[LLVMdev] Multi-dimensional array accesses in LLVM-IR | Thoughts

Fri Sep 21 16:38:56 PDT 2012

Hal Finkel <hfinkel at anl.gov> writes:

> On Wed, 12 Sep 2012 15:56:25 +0100
> Renato Golin <rengolin at systemcall.org> wrote:
>
>> On 12 September 2012 09:38, Tobias Grosser <tobias at grosser.es> wrote:
>> > I personally would first have a look at approach '2'.
>>
>> While I normally argue to leave the IR as it is (since it's a compiler
>> IR, not a magical one), I can see some trends going on that should not
>> be ignored.
>>
>> This is one example, where the front-end bends its knees to generate
>> IR that LLVM understands, so that you can revert it to what should
>> have been in the first place (to analyse parallelism) and convert it
>> back again to "correct" IR. As you mentioned, there will be cases that
>> the analysis won't work, ex. when receiving an array from a function,
>> it could look like an opaque pointer in some architectures.
>
> I agree that this seems suboptimal: information known to the frontend
> is lost, and then must be guessed by the backend. This might also be a
> case where metadata is helpful.
>
> I also think that it is important to keep in mind that this particular
> case is one in which guessing is important. This is because there is a
> lot of existing C/C++ code which does manual indexing of
> multidimensional arrays, and we should try to support iteration-space
> transformations involving those arrays as well.
>
>>
>> Last month, in the Cambridge LLVM Social, David Chisnall asked me
>> about a builder that would validate procedure call standards depending
>> on the target, so that the front-end could use that to build the
>> horrible messes we end up doing in that scenario. Another idea is to
>> create a pass that will convert from high-level function declaration
>> to low-level target-dependent declaration during the validation phase,
>> so the front-end produces "good-looking" calls (with types as-is) and
>> the pass makes them target-valid.
>>
>> This technique could also apply to your case. If the front-end
>> supports multi-dimensional access and produces code conforming to
>> that,
>
> Do you mean that there is some kind of canonical form that all of the
> frontends will use, and that LLVM provides some kind of utility for
> generating this canonical form?
>
>  -Hal
>

This all looks like a common problem of single IR, this will happen in
every compiler that uses single centralised IR. It's usually easier to
describe a problem in terms of higher level representation that is even
tailored for the domain or a specific language. Meta data in IR
workarounds many of these problems, but not all of them.
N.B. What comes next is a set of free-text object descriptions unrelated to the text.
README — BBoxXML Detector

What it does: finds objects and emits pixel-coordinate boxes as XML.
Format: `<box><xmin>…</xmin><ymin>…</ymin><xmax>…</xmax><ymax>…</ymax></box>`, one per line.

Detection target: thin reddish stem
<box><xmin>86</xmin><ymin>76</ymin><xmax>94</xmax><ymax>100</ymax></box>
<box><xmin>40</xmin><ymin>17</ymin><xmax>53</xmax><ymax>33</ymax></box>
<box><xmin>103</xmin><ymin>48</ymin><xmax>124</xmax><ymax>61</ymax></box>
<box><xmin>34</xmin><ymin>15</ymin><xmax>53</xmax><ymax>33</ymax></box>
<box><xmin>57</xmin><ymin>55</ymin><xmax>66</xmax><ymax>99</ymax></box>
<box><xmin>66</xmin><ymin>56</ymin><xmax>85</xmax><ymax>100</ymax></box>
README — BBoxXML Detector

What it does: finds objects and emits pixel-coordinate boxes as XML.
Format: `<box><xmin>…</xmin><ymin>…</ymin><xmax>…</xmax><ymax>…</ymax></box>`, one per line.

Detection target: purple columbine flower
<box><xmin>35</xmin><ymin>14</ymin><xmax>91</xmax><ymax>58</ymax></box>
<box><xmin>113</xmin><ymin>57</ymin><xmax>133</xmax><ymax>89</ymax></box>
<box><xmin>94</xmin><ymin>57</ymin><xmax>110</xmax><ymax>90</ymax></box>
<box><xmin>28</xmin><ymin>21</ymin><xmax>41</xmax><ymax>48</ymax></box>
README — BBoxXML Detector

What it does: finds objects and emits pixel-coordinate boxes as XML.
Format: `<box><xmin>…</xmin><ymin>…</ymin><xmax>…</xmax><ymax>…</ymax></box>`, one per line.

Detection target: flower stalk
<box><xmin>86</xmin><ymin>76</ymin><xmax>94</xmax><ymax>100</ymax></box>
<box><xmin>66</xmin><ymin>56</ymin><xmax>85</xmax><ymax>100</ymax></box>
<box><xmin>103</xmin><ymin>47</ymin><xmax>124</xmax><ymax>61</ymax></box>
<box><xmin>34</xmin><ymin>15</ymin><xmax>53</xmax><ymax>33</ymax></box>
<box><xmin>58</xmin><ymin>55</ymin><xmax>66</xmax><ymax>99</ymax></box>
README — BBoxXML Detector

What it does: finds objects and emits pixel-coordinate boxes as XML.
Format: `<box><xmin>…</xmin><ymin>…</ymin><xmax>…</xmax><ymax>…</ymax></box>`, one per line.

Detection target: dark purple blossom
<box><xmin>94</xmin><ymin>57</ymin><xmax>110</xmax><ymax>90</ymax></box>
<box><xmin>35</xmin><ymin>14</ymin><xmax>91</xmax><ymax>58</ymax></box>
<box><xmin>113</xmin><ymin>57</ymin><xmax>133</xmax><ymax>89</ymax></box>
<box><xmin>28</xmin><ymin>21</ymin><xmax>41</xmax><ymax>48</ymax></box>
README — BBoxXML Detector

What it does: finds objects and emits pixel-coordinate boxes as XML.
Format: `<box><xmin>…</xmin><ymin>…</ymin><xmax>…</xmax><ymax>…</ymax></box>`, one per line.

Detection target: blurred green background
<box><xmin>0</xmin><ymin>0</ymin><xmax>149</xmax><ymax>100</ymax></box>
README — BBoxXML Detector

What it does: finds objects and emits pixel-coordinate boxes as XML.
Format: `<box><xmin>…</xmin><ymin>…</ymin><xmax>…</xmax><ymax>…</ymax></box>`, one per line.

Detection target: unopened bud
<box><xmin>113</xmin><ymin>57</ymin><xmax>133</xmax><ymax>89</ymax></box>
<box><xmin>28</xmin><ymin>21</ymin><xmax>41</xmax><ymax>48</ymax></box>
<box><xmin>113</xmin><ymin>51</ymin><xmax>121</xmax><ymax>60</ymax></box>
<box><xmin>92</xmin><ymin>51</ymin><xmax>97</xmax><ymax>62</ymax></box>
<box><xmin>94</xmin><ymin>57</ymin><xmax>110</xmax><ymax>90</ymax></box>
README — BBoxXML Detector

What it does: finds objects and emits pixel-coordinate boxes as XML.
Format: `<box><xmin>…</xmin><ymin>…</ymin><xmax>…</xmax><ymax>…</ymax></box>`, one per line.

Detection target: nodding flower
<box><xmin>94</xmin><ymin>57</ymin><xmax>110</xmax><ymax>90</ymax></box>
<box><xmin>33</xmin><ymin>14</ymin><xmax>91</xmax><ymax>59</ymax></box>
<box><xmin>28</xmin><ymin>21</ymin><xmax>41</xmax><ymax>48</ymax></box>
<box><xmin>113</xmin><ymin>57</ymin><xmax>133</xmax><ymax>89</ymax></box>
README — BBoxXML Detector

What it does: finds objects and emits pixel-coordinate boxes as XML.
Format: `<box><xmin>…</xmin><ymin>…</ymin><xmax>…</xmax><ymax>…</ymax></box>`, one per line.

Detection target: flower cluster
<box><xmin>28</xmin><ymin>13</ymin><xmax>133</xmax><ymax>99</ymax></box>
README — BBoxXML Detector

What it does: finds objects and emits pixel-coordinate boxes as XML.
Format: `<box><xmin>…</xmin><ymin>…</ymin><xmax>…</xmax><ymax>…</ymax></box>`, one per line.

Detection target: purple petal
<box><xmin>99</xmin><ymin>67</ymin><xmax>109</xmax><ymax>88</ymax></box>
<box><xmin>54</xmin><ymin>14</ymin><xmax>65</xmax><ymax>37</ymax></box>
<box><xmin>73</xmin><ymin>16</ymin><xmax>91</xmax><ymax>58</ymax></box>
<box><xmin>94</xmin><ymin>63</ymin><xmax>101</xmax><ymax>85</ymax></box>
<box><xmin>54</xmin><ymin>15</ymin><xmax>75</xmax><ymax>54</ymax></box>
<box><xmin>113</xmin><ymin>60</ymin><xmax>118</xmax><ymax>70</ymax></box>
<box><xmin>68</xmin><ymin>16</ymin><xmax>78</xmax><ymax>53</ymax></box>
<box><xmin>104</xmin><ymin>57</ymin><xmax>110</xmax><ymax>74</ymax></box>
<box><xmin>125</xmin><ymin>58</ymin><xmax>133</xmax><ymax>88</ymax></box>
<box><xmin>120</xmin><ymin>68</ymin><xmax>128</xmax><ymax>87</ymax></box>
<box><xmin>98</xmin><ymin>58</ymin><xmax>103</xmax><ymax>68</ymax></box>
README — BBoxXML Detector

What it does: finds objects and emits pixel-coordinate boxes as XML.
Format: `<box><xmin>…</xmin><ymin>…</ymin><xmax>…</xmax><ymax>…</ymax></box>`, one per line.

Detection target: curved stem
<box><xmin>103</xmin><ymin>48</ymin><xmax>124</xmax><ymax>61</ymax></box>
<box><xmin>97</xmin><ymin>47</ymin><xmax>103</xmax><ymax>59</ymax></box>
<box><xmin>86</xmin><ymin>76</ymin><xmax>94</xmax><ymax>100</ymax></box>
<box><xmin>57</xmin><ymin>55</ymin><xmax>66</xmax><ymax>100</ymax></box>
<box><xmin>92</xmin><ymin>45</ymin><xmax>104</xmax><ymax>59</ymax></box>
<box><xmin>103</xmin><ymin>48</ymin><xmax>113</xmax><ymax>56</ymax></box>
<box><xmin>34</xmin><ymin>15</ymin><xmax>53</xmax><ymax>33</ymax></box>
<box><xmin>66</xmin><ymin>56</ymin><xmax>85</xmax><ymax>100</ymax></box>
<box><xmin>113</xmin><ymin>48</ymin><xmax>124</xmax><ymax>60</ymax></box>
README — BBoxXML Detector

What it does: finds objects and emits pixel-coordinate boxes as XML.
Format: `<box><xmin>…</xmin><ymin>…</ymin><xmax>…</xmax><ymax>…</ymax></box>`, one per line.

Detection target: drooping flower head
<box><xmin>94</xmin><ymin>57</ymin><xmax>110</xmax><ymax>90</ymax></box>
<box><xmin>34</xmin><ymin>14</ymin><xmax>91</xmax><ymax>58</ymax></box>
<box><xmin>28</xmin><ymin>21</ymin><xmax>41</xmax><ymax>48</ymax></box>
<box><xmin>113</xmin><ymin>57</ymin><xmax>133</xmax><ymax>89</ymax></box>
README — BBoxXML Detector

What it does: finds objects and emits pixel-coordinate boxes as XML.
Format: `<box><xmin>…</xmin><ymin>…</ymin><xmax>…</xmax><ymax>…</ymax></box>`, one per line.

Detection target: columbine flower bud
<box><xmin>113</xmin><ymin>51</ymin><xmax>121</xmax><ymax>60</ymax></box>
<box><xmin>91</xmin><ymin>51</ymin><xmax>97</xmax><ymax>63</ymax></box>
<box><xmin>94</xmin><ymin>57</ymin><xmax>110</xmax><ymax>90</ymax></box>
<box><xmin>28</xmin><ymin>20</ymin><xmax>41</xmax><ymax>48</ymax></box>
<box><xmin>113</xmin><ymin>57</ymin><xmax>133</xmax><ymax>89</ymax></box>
Some of the compilers do employ this strategy of gradual rewrites, but
not all of them. LLVM IR hits the ultimate sweet spot of being flexible
enough and high level enough for most cases, but this discussion shows
that we either want to grow it up to the mid end or down towards the
machine.

There is an awful lot of different classical IRs: LLVM SSA IR, CPS, C--,
various RTLs etc.  The domain specific optimisations can be performed,
and then these IRs can be lowered into something else. In the end the
resulting RTL should be only as abstract to decouple from the machine,
but yet contain enough information for efficient instruction selection.

Sounds wonderful but only in theory!

two cents,

--
Wojciech Meyer
http://danmey.org